2本、3本、4本……夕暮れ時の活気に溢れているだろうブランタイヤの街とは、隔離されたこのホテルの敷地で、ひとりだけの優雅な時間を過ごしていた。
 
「ザブーン!!!」 という音と共に、ハッと現実に戻った。
周りの客も急におしゃべりを辞め、二人のマラウィ人に冷たい視線が送られる。少し離れた場所に座っていた二人のマラウィ人。ここに座った時から少し気にはなっていたが、二人ともワインを2〜3本空けてベロンベロンに酔っ払っていた。酔っ払った一人が、プールにワインの空き瓶を投げ込んだのだ。従業員は慌ててプールに投げ込まれた瓶を取りに行く。二人のマラウィ人は、悪びれることなくゲラゲラ笑っている。しばらくすると彼ら二人が僕のテーブルに近づいてきた。
 
“おいおい、絡まれるのかよ。こっち来るな。バカ”
意に反して彼らは、僕のテーブルに座りやがった。“まぁー、この客層を見る限り絡むとすればやっぱり僕かな?”とも思う。数ヶ月間アフリカに滞在している中で気づいたことの一つだが、アフリカ人にとって白人という人種は敷居が高いようだ。しかし、黄色人種にはあまり敷居を感じないようである。
 
「Are you Chinese?(お前は中国人か?)」
こちらが酒を飲んでいるのに、飲み過ぎとすぐにわかるほどの悪臭。
「おごってやるから飲もうぜ。ヘイ、ウェイター。このチャイニーズにビール一本。」
“・・・”
 
素行の悪い奴らで歓迎ではないが、おごってくれるなら話は別だ。それに、一人での黄昏の時間にもそろそろ飽き、人恋しくなってきていた事もあったので彼らを受け入れることにした。
ディープとスティーブン。ディープは建設関係の仕事をしており、スティーブンは学校の先生をしている。彼らのハイテンションに早く追いつこうと次々にビールやワインを口に放り込んだ。そして徐々に記憶が遠のいていった。
 
翌朝、ホテルの従業員に起こされ、二日酔いでふらふらの身体を引きずっていくと、受け付けにスティーブンがいた。

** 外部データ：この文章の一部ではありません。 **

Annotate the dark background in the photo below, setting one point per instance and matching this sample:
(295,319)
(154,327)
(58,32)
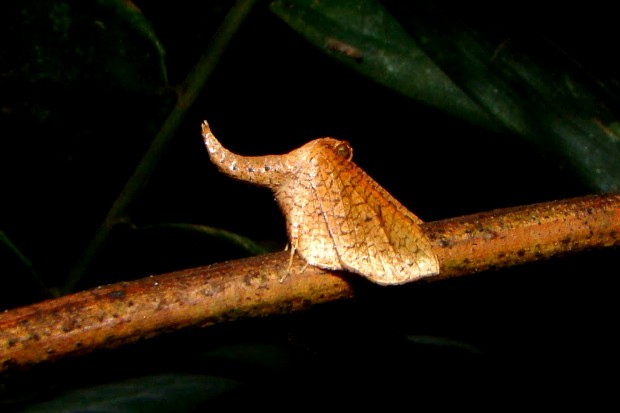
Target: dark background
(73,130)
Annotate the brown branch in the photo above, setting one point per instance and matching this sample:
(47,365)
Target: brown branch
(121,313)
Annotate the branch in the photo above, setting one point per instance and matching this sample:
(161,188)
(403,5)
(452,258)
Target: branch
(125,312)
(190,90)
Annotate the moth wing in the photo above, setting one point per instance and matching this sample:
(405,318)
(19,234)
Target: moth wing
(374,235)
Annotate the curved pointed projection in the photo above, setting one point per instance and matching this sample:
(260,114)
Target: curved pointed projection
(337,217)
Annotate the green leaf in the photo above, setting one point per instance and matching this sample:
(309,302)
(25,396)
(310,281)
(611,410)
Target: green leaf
(521,85)
(382,51)
(158,393)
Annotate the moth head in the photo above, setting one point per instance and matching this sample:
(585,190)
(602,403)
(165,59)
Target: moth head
(334,148)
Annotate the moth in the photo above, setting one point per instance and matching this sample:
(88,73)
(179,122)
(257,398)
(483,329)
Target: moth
(337,217)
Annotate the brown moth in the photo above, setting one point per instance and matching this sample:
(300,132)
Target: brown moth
(337,217)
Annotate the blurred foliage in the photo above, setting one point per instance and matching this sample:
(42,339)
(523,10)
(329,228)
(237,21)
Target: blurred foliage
(514,81)
(495,117)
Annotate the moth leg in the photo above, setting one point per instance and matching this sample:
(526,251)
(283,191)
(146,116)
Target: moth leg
(290,260)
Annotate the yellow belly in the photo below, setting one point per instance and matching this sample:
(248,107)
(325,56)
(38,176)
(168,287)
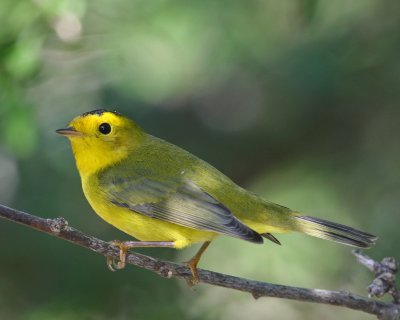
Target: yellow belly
(140,226)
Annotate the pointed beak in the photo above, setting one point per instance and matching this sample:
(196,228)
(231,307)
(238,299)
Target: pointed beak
(69,132)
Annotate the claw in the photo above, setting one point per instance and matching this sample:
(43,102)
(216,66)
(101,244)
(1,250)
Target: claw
(192,265)
(114,265)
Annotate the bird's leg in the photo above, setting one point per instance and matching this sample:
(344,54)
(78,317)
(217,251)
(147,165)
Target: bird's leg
(192,264)
(124,246)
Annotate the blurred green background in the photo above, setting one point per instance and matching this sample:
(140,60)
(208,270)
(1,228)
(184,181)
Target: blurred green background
(295,100)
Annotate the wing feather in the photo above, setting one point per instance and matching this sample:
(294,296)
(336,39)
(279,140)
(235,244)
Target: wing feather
(180,202)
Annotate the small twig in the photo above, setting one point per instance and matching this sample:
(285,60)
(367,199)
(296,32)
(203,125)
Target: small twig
(385,276)
(59,228)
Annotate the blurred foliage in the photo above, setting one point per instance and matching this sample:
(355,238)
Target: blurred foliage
(296,100)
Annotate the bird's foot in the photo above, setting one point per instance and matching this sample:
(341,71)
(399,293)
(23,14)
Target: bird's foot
(114,264)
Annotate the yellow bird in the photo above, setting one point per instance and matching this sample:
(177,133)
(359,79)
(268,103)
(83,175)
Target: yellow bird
(166,197)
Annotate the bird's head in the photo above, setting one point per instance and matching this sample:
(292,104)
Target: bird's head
(101,138)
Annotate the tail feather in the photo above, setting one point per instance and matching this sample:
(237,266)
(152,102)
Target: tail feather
(334,231)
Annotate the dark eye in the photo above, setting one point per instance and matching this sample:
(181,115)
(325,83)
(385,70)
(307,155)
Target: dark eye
(105,128)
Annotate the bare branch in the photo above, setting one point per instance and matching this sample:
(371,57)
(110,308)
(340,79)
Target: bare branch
(385,276)
(59,228)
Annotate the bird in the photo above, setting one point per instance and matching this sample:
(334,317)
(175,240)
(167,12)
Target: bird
(164,196)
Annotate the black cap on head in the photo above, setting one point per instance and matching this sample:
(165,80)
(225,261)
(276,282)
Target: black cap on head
(99,112)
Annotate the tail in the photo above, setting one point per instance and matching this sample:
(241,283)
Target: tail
(334,232)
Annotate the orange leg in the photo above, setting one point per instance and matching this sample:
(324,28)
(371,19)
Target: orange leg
(124,246)
(192,264)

「Good morning, Masaki. 行くぞ!」
“行くぞってどこ行くんだよ。”
「オレの授業だよ。」
“はっ〜?”
「お前、昨日一緒に行くって言ったじゃないか!」
“・・・” 悪いが僕には全く記憶が無かった。
 
時間が無い!ということで顔も洗わせてもらえず、二日酔いの身体を引きずられ高校に連れて来られた。教会が隣接している高校の敷地に入ると、水色のズボンやスカートに白いシャツを着た高校生達の姿が目に入った。きっと規律正しいキリスト系の高校なんだろう。スティーブンは昨日の夜とは全く違った“こいつ本当に先生だったのかよ。”と思うくらいの小奇麗な格好をしている。スティーブンに案内されるがままに教室に入り、一番後ろの席につくと数学の連立方程式の授業が始まった。
 

 
スティーブンは、威厳のある姿勢で生徒に接している。昨晩の彼の醜態を生徒達に見せてやりたいほどだ。生徒達もまた、スティーブンの授業に対し真剣に耳を傾けている。日本の学校の授業とは違い、生徒達は積極的に質問を投げかけている。この真剣な環境は、二日酔いの不謹慎な身体には厳しく、僕は“どうやってここを逃げ出すべきか?”を考えていた。しかし、そうこうしているうちに、スティーブンが黒板に連立方程式の設問を書き始めた。一人の男子生徒が指名され、黒板で連立方程式を解いていく。お見事に正解。スティーブンに褒められた生徒は、チラッと誇らしげに僕の顔を見て席についた。
 
“くそっ、対抗心を燃やしやがって。オレだってそれくらい解けるわ!”
 
次々と設問が書かれ、生徒が一人ずつ指名され解答していく。生徒の中には解答できず、黒板の前に立ったまま苦笑いをしている生徒もいるが、ほとんどの生徒はすんなりと解いて行く。
「次はMASAKI!」
スティーブンが僕を指名し、黒板に設問を書き始めた。生徒の熱い視線を感じながら黒板に向かう。“ここはバシッと世界に誇るテクノロジーの生み出す日本人の頭脳ちゅ〜もんを見せてやろう。”そう思いながら黒板の前に立ち、設問を見た時、昨日飲んだビールが額から滲み出てきた。X、Y、Zの変数が三つも含まれた方程式なのだった。
“くそっ・・・”
あの手この手で解いてやろうとするが、数式がグチャグチャになってどうしても解けない。スティーブンの方に目をやるとニヤニヤしながら僕が解答するのを待っている。生徒たちも、興味深く僕が解答するのを待っている。TOYOTAやPANASONIC、SONY等、その-Made in Japan-ブランドがアフリカにまで浸透している今、日本のテクノロジーに憧れ、日々勉強しているアフリカの高校生も少なくない。あまり気持ちの良いものではないが、アフリカ人は僕のことを“Made in Japan!”と、まるで電化製品の如く呼ぶこともある。それ程にまでアフリカに浸透した-Made in Japan-ブランド。そんなテクノロジーを生み出す日本人が、高校生の数学を解けないとなると生徒たちはどんな風に思うのだろうか?
 
“あー、駄目だ。解けない。もう高校を卒業してから10年も経ってるからな〜。忘れちゃったよ。”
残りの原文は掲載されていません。